Intanto, vale la pena ricordare alcune cose che i sindacati non dicono, e delle quale dovrebbero invece andare fieri, dal momento che sono state condivise e realizzate con loro. Non dicono, ad esempio, che nell’arco di un anno e mezzo, questa Amministrazione ha recuperato il tempo perduto e stipulato i contratti decentrati relativi agli anni 2013, 2014, 2015, 2016 e che per la prima volta nella storia – circostanza, questa, segnalata anche da “Il Sole 24 Ore” – a gennaio di quest’anno sono stati approvati il piano performance, gli indirizzi per la contrattazione decentrata e il fondo contrattuale. Non è questione di arrivare primi: è che solo così è possibile garantire trasparenza e legalità nell’utilizzazione dei soldi pubblici. Non dicono, ancora, che mentre altrove si tagliano i salari, la Regione è stata in grado di aumentarli selettivamente con le progressioni orizzontali per gli anni 2015 e 2016, che non sono diritti contrattuali ma precise scelte politiche, e che si è provveduto a disciplinare posizioni organizzative ed alte professionalità, a regolare i rapporti con i dipendenti “fantasma” degli enti strumentali, ad introdurre la banca delle ore e la banca dati on line dei contratti flessibili, così che ognuno può vedere il nome, e soprattutto il cognome, di chi beneficia di un contratto, a realizzare un punto infermeria con tanto di ambulanza a disposizione dei lavoratori. Non dicono che, con una oculata gestione, ai lavoratori della Cittadella riusciamo ancora ad assicurare i soldi per posizioni organizzative, alte professionalità, responsabilità di linea o di misura, partecipazione a commissioni, collaudi, progetti, produttività, indennità di vario genere e natura. Per carità, tutto in regola, ma certo non tutti i lavoratori, e neppure tutti i lavoratori pubblici, hanno tutto questo. Non dicono che portando nell’apparato regionale circa cinquecento persone sono stati evitati problemi seri ai dipendenti delle province, che altrimenti, oggi, starebbero a lavorare presso altri enti o avrebbero gravosi problemi di stipendio. Non dicono soprattutto che questa Amministrazione ha avuto il massimo rispetto per le organizzazioni dei lavoratori che negli anni passati non riuscivano nemmeno ad interloquire con il governo regionale.

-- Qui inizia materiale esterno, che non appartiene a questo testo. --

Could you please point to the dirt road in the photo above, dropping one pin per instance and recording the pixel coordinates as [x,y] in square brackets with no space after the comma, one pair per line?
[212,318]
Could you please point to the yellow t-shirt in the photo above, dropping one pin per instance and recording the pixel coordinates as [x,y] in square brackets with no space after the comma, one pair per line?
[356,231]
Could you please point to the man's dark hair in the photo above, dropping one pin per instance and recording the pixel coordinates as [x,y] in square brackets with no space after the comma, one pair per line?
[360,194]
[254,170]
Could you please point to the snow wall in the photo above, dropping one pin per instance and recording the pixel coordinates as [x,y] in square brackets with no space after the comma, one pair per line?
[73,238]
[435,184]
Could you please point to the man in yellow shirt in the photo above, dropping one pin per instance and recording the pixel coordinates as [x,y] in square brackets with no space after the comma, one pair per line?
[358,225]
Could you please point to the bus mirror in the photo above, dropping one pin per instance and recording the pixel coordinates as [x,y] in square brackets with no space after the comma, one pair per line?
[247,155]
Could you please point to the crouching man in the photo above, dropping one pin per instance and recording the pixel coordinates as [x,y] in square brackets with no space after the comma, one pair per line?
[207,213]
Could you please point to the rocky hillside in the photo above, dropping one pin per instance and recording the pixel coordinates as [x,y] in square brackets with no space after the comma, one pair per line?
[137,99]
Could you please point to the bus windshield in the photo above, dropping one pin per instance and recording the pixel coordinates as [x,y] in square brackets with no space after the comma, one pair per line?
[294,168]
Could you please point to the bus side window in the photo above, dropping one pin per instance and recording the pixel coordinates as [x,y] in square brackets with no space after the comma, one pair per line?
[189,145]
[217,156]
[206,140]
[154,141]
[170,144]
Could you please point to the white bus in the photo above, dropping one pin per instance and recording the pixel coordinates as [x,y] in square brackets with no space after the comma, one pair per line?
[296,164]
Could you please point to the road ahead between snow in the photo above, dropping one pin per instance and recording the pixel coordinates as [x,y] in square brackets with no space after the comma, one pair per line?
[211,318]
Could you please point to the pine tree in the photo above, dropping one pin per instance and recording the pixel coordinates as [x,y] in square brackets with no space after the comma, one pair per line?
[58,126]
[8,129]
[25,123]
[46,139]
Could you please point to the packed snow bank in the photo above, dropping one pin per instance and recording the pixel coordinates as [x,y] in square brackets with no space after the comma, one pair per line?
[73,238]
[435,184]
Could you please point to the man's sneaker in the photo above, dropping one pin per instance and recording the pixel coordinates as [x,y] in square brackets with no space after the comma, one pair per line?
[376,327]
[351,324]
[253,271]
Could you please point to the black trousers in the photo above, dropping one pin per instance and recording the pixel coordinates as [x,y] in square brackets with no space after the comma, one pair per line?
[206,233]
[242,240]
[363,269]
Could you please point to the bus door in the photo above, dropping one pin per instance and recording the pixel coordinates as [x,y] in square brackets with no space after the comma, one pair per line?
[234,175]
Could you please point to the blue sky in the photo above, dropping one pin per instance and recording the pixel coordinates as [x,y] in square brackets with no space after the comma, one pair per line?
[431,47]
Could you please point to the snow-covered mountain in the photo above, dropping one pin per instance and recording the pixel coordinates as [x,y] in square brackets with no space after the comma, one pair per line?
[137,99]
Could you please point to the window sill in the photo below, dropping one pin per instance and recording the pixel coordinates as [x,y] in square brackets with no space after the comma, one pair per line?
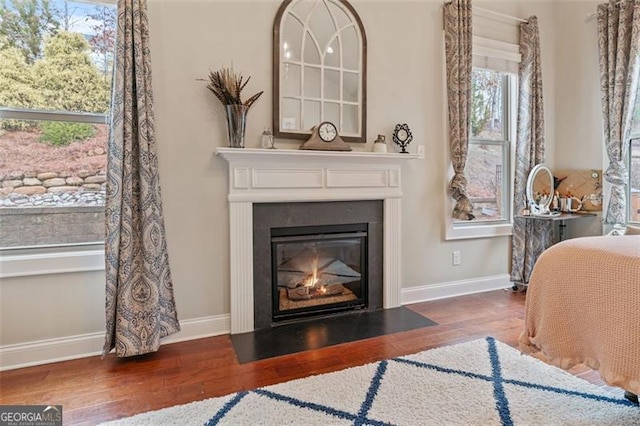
[478,231]
[62,260]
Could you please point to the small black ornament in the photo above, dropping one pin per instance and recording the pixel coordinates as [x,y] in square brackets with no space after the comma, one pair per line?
[402,137]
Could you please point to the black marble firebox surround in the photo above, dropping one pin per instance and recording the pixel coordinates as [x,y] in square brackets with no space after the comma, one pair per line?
[280,215]
[322,332]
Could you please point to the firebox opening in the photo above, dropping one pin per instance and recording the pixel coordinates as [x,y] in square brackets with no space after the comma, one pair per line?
[318,270]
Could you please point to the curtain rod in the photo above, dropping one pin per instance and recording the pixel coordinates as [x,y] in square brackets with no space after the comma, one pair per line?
[594,13]
[491,12]
[502,15]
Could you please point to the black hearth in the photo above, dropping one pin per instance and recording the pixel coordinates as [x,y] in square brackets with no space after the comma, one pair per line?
[316,259]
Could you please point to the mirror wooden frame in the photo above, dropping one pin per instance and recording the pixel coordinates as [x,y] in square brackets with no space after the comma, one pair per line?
[305,134]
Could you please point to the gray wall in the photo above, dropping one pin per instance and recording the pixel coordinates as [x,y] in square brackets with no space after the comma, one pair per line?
[405,85]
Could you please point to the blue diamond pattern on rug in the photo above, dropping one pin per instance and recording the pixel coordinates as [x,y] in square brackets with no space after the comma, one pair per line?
[479,382]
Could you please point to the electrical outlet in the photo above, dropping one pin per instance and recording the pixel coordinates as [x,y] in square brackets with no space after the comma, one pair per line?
[455,258]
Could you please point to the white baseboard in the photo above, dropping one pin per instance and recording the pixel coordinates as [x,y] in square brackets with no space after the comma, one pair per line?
[73,347]
[454,288]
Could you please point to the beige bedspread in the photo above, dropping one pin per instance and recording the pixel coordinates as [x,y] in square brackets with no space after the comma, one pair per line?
[583,306]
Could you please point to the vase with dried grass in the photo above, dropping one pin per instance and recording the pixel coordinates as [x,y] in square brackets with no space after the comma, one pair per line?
[227,86]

Se non dice queste cose, allora cosa dice il sindacato? La prima recriminazione di ieri è che non è stata pagata la progressione economica 2015. Ieri stesso, però, i lavoratori della Cittadella hanno ricevuto sulla posta elettronica la busta paga e chi ne aveva diritto ha visto formalizzato il nuovo inquadramento con la progressione economica, esattamente nei tempi promessi dall’Amministrazione nell’assemblea di un mese fa. Ci sono stati ritardi? Certo: l’ipotesi di contratto decentrato che introduceva la progressione è stata sottoscritta a dicembre 2015, ma il contratto è stato formalmente firmato solo a giugno 2016; questo perché per sei mesi vi è stato un conflitto interno ai sindacalisti della Rsu, con tanto di minacciose diffide legali (pubblicate anche online) recanti l’intimazione all’amministrazione di non firmare il contratto decentrato. Sei mesi di tempo perso, a danno dei lavoratori ma non a causa dell’Amministrazione.

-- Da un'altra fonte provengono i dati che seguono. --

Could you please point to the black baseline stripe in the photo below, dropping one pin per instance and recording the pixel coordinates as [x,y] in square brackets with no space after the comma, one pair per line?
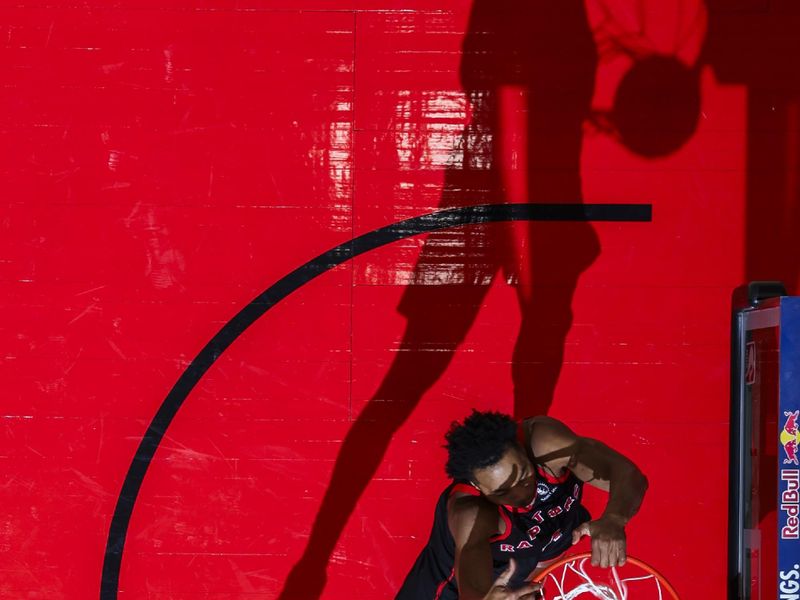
[444,219]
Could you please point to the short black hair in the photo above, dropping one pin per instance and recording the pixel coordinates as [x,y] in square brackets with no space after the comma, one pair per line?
[479,442]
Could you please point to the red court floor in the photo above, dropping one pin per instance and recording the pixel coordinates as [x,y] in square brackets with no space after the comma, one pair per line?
[165,163]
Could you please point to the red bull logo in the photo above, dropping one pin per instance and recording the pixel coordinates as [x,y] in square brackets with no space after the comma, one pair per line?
[789,438]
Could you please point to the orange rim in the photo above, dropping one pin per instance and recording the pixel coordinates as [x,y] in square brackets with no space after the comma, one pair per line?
[634,561]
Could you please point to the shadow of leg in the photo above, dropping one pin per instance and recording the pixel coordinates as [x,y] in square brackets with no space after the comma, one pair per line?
[439,317]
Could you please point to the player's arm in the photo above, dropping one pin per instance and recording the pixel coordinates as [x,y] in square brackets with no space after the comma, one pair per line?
[472,522]
[557,446]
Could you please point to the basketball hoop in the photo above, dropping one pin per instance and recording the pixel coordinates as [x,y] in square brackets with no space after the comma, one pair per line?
[574,578]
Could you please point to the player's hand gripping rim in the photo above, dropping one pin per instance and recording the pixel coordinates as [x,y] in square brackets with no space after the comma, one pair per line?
[608,541]
[501,591]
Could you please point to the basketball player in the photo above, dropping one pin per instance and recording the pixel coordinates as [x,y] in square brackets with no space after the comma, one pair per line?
[516,494]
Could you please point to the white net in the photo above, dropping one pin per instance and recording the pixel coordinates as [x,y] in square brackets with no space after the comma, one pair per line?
[573,580]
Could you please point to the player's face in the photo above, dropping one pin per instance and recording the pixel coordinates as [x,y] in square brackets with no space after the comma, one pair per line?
[511,480]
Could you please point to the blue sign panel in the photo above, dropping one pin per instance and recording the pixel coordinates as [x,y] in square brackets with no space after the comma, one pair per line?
[788,450]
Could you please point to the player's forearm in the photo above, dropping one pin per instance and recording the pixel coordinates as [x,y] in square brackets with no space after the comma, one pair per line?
[474,573]
[627,487]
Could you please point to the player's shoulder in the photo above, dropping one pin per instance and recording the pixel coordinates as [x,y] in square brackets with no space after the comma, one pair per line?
[471,518]
[549,438]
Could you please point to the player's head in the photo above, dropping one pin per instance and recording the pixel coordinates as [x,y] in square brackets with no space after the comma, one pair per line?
[484,451]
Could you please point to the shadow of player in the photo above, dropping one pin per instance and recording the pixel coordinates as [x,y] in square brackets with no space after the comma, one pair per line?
[545,51]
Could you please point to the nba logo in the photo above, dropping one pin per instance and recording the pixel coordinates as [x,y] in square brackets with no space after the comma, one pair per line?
[750,360]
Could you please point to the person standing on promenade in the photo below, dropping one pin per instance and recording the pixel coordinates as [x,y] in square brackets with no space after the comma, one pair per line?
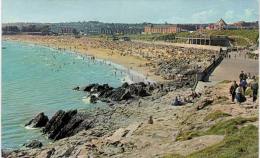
[240,95]
[232,90]
[241,76]
[244,85]
[254,87]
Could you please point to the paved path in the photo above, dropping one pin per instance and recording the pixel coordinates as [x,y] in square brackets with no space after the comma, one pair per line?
[230,68]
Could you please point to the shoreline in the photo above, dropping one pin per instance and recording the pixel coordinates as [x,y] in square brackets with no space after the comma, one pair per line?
[132,76]
[134,65]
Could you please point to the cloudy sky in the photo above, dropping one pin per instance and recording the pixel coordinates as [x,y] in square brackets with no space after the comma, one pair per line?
[130,11]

Dice ancora il sindacato che i lavoratori reclamano la produttività 2015. Non è la prima volta che l’Amministrazione ribadisce ai sindacati ed ai lavoratori che la produttività sarà pagata ad aprile. Per chiudere la partita è necessario un lavoro complicato e lungo al quale concorrono necessariamente tutte le direzioni generali di tutti i dipartimenti: si tratta di soldi pubblici che servono a premiare i risultati e qualcuno deve attestare se questi risultati sono stati raggiunti e in quale misura, altrimenti il rischio è il danno erariale e la restituzione dei soldi da parte dei lavoratori. Non è un rischio teorico: i sindacati sanno bene che la relazione ispettiva del Mef ritiene che i lavoratori debbano restituire gli incentivi di produttività degli anni passati, erogati senza alcun controllo sugli obiettivi assegnati e sui risultati raggiunti. Ricadere nello stesso errore sarebbe fatale, ma a scapito dei lavoratori.

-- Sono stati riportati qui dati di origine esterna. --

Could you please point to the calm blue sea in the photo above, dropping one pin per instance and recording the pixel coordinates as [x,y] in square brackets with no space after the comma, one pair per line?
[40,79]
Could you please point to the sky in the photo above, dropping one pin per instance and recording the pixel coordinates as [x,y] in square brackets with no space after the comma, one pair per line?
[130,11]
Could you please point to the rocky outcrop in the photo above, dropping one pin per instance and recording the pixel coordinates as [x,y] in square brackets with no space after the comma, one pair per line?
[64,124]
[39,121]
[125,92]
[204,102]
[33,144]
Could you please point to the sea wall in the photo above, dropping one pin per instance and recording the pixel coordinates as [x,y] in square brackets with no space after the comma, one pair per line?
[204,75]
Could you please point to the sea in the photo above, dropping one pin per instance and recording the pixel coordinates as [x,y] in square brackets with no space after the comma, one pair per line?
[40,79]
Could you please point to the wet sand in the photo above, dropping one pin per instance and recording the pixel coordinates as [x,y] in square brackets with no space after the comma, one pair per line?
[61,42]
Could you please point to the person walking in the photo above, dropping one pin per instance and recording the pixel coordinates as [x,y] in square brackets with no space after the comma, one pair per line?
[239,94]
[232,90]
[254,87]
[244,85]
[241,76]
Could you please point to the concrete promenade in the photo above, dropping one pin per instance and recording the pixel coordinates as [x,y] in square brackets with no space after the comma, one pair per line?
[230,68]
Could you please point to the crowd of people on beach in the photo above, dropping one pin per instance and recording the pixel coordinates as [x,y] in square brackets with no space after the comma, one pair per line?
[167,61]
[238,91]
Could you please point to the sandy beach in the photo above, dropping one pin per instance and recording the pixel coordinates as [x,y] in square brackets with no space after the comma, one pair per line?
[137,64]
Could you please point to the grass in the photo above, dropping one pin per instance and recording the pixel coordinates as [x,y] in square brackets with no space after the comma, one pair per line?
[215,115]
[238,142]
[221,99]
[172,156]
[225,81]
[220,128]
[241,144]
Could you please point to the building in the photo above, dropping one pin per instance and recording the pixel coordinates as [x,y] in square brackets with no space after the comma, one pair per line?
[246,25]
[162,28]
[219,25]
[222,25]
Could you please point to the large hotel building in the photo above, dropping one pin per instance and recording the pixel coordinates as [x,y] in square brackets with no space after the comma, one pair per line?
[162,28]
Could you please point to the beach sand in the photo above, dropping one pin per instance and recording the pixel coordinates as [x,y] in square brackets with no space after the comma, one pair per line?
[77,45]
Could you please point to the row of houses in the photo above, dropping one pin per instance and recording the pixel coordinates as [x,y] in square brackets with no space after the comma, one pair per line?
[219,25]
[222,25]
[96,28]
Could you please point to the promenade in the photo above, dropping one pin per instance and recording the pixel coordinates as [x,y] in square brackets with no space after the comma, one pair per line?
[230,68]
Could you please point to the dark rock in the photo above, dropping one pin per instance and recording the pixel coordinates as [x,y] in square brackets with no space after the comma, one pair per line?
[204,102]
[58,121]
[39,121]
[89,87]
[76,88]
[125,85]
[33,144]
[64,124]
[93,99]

Dice ancora il sindacato che manca il regolamento sull’esodo. Per i cittadini che non vivono dentro la Cittadella è bene precisare che l’esodo è la possibilità dei lavoratori di andarsene dal lavoro prima dell’età pensionabile percependo comunque una notevole parte di quello che era il loro stipendio da dipendenti. Sul punto i sindacati conoscono bene le interlocuzioni tra Governo e Consiglio regionale: se per tutti i lavoratori pubblici e privati l’età pensionale aumenta progressivamente, è ovvio che il MEF non veda con favore che una specifica categoria di lavoratori pubblici – i dipendenti della Regione Calabria – possa smettere di lavorare prima dell’età di pensionamento e continui a ricevere i soldi dello stipendio stando a casa. Anche per evitare un domani problemi pensionistici agli stessi lavoratori, la Giunta si sta muovendo con molta cautela, chiedendo pareri e conferme agli organismi tecnici interni ed esterni per costruire percorsi corretti nel rispetto della legge nazionale. Da ultimo, permanendo le incertezze e considerando che nessuna regione sta attivando procedure di esodo, è stato dato mandato al Dipartimento di chiedere un parere risolutivo alla Corte dei Conti. In caso di risposta positiva, il regolamento sarà approvato il giorno dopo. Certo è però che, in vista del rinnovo del contratto nazionale, i sindacati potrebbero farsi portavoce delle esigenze dei lavoratori della Cittadella e sollecitare l’introduzione di una disciplina contrattuale collettiva per favorire l’esodo dei dipendenti del comparto esattamente come quella che hanno introdotto a beneficio dei dirigenti.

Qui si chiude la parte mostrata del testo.